We investigated the hypothesis that the strength of the activation of the intra‐S DNA damage checkpoint varies within the S phase. Synchronized diploid human fibroblasts were exposed to either 0 or 2.5 J m−2 UVC in early, mid‐ and late‐S phase. The endpoints measured were the following: (1) radio‐resistant DNA synthesis (RDS), (2) induction of Chk1 phosphorylation, (3) initiation of new replicons and (4) length of replication tracks synthesized after irradiation.
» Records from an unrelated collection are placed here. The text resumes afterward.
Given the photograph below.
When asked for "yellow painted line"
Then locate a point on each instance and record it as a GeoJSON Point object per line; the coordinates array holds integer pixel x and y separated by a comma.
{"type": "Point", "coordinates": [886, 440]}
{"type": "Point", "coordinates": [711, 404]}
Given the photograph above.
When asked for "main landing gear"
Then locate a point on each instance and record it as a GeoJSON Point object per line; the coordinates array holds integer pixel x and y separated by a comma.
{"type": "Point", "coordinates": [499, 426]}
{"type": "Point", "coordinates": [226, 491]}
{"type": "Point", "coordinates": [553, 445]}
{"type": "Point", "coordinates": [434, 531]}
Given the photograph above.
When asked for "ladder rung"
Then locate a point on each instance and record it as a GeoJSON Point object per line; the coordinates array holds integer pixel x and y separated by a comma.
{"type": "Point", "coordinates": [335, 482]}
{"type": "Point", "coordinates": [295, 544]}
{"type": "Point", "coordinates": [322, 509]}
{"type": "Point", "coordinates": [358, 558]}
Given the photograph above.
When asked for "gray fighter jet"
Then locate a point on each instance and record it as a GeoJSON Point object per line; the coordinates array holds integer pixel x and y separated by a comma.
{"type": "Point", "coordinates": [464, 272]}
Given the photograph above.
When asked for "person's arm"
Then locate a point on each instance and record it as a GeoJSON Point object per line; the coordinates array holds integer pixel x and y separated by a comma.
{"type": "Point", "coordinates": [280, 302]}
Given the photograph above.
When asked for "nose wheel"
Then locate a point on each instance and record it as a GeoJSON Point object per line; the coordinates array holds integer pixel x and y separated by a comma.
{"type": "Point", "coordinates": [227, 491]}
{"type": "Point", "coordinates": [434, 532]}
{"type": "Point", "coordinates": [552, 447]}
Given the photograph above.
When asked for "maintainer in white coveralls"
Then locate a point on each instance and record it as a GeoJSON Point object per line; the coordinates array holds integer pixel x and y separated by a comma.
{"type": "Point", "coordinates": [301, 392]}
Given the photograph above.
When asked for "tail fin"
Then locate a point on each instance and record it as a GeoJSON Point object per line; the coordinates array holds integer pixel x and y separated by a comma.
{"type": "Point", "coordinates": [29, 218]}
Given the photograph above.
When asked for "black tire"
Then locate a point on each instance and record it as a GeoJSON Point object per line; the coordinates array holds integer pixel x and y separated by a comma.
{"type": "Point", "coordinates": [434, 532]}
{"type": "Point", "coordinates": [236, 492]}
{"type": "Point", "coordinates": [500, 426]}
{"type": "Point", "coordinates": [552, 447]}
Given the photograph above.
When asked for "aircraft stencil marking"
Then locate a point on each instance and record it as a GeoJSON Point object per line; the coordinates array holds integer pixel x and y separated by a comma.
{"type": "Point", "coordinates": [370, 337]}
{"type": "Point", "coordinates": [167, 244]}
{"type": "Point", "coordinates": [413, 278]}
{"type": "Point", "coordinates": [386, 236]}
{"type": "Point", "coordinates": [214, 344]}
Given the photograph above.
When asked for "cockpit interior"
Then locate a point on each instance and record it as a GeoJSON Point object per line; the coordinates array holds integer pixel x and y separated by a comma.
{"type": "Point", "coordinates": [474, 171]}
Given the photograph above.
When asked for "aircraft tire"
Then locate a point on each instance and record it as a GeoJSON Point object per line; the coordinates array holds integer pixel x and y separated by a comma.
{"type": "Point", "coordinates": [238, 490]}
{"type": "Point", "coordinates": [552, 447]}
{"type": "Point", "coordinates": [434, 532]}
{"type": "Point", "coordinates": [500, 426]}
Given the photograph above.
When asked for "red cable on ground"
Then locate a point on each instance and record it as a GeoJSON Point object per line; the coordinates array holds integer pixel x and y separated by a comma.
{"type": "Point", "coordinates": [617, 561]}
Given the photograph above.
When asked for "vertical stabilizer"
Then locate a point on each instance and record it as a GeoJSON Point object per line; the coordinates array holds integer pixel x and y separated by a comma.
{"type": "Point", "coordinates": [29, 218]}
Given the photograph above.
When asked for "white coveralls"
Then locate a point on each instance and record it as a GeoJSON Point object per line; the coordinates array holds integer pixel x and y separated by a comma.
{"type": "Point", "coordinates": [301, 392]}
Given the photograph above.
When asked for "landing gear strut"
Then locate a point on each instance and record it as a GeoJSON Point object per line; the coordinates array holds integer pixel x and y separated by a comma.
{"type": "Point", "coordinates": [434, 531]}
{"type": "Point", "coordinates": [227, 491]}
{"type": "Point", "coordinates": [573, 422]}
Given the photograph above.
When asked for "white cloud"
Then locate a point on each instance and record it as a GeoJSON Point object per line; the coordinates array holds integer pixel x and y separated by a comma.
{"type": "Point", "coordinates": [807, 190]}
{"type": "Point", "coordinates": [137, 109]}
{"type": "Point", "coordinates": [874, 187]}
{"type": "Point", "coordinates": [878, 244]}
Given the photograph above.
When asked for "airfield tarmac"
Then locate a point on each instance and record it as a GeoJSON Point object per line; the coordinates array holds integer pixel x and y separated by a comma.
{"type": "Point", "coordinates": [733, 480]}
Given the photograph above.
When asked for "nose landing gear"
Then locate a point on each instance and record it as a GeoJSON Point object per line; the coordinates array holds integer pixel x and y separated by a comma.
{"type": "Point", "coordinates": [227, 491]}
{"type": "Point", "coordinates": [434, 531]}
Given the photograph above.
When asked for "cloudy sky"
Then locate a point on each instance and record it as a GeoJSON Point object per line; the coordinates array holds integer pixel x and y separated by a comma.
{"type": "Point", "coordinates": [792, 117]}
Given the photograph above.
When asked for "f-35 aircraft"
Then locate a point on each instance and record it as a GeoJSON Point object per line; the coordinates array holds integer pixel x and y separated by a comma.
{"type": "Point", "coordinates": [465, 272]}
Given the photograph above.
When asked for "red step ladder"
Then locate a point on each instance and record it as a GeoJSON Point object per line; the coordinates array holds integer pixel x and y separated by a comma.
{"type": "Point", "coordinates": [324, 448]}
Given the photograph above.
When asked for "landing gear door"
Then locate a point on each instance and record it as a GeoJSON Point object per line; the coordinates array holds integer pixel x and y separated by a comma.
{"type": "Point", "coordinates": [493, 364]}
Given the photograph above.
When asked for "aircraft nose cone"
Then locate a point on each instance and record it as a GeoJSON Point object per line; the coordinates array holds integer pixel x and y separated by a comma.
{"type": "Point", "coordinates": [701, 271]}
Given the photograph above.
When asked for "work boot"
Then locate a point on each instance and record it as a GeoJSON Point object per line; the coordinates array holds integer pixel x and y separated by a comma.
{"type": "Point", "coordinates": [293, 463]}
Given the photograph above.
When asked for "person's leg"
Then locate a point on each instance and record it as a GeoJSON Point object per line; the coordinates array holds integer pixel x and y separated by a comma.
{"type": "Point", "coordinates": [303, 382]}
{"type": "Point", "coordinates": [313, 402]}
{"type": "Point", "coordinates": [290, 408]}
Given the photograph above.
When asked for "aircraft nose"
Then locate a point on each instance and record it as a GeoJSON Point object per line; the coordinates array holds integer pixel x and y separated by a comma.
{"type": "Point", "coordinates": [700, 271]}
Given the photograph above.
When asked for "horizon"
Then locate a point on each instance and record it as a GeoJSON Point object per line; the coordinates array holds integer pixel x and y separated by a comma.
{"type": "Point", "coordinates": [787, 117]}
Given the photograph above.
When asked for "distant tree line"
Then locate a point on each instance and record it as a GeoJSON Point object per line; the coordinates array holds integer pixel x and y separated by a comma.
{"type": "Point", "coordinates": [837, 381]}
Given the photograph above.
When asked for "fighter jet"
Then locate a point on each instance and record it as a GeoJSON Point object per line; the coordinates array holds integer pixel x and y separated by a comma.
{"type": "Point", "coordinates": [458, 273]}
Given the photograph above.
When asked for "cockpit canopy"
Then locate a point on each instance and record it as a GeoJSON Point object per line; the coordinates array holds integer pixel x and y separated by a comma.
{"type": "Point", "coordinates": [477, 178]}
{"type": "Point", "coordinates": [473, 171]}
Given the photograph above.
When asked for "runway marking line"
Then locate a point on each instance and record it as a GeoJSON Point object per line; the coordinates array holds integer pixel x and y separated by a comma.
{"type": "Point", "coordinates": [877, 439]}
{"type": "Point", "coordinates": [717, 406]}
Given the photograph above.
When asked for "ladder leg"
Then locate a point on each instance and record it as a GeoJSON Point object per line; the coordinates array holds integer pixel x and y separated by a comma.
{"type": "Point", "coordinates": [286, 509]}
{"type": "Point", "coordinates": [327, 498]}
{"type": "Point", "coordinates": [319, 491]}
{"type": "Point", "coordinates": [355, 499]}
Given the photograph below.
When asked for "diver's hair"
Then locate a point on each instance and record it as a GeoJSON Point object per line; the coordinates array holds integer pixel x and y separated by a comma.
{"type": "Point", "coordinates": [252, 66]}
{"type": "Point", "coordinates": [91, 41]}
RDS analysis showed that global DNA synthesis was inhibited by approximately the same extent (30 ± 12%), regardless of when during S phase the fibroblasts were exposed to UVC. Western blot analysis revealed that the UVC‐induced phosphorylation of checkpoint kinase 1 (Chk1) on serine 345 was high in early and mid S but 10‐fold lower in late S. DNA fiber immunostaining studies indicated that the replication fork displacement rate decreased in irradiated cells at the three time points examined; however, replicon initiation was inhibited strongly in early and mid S, but this response was attenuated in late S. These results suggest that the intra‐S checkpoint activated by UVC‐induced DNA damage is not as robust toward the end of S phase in its inhibition of the latest firing origins in human fibroblasts.